Reducing denials has nothing to do with fixing more errors; it has everything to do with making fewer errors in the first place. Those practices having seen real change focus on front-end accuracy through enhanced patient intakes, extensive insurance verification prior to appointment and additional care efforts to ensure all documentation gets submitted with claims from the start.

Some have begun scrubbing where they review claims before they get submitted. If issues can be caught here, less time gets wasted on denials down the line. When someone is dedicated to looking through submissions for common reasons rejection occurs, percentage rates decrease tremendously.

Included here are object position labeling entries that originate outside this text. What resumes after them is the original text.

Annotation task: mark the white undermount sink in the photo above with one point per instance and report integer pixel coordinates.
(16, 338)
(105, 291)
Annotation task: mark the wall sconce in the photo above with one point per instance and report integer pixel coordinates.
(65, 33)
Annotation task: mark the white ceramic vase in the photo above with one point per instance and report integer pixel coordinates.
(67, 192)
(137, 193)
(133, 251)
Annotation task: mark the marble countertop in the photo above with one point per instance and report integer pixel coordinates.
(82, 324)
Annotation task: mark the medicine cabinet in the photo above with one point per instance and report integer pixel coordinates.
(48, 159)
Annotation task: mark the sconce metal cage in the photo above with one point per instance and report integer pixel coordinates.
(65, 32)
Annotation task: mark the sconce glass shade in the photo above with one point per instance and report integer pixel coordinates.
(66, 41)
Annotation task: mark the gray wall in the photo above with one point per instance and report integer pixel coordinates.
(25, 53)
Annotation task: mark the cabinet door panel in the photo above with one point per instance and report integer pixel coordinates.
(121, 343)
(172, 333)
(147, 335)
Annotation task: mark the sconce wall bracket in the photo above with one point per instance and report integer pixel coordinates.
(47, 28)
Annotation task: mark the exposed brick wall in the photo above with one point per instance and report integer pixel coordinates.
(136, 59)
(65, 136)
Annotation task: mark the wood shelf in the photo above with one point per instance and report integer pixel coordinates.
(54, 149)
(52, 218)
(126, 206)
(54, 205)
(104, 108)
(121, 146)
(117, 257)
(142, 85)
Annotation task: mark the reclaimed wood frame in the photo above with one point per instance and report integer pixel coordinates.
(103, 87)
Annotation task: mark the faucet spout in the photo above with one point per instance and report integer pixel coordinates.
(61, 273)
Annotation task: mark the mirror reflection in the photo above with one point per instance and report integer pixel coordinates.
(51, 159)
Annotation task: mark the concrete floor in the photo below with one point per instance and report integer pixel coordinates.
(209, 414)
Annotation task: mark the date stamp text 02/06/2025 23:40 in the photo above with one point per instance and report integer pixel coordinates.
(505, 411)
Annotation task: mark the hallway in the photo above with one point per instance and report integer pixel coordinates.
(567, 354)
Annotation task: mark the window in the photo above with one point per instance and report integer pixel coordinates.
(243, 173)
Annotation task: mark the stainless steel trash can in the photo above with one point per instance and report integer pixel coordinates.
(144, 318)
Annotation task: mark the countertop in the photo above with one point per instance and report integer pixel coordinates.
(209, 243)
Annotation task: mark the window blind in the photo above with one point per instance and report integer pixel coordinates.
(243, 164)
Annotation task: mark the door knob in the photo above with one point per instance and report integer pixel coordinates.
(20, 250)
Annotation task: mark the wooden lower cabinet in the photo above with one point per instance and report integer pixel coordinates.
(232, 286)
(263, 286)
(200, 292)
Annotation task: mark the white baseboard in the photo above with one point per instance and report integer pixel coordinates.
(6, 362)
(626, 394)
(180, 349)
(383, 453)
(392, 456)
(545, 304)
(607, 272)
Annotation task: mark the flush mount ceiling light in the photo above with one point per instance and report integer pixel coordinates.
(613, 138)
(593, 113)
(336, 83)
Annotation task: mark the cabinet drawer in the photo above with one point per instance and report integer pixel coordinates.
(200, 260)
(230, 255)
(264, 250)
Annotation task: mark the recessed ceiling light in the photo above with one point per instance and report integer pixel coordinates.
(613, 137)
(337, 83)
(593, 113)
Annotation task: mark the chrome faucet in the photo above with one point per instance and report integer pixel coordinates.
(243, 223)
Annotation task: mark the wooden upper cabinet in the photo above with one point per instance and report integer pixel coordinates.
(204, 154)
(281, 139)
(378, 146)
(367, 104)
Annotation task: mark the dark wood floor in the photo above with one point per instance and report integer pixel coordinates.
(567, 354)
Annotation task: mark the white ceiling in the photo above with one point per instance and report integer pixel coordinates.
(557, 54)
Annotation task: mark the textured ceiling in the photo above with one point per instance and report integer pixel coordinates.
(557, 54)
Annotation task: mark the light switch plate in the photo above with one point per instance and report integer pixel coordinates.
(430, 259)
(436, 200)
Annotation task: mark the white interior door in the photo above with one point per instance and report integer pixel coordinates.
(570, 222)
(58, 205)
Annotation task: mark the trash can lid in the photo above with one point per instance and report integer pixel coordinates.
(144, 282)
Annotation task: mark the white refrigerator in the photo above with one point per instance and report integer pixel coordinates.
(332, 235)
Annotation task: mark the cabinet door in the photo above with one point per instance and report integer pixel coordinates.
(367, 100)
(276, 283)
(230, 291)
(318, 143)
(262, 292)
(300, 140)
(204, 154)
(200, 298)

Real-time eligibility checks go a long way while they’re on the phone, this curtails potential issues down the line and while it’s one extra thing that seems menial in the moment but time-consuming later on, it’s worth it.

What’s Different When Billing Consistent Attention is Paid

When billing tasks are assessed by someone who is strictly doing it all day, patterns emerge; they know which insurance companies reject which codes regularly, what documentation request goes by the wayside most often and where the real bottlenecks occur.

Follow-up also becomes substantially more common; denied claims aren’t sitting around waiting for someone to take time, submission responses are timely taken care of as follow-ups when no one remembers why they got denied.

Cash flow improves as resubmission occurs because resubmission happens faster. The revenue cycle moves with much more expediency when processes are handled outside of the eyes of those constantly bogged down by other responsibilities.

Finally, practices notice less in-house staff burnout when front desk personnel aren’t attempting to take care of billing in addition to their other positions. When they’re clear on what they’re supposed to do, operating a happy patient atmosphere, the day goes smoother.

Making the Transition

Any effort means a transition period, but new practices take time to acclimate their new support staff for billing operations all day getting them up to speed on diagnoses common and preferred processes prevent hiccups down the line.

Documenting becomes critical when someone isn’t in-house. Thus, thorough clinical notes must be made, with clear codes noted so that billing notes can get taken care of efficiently; it’s a team effort, even for part-time teammates.

But the pay-off happens quickly, as little as months later as their denial rates drop, even cash flow improves for quicker processing rates once trials become routine efforts instead of new attempts at every turn. Getting set up properly pays off when revenue becomes reliable once again and staff can breathe freely.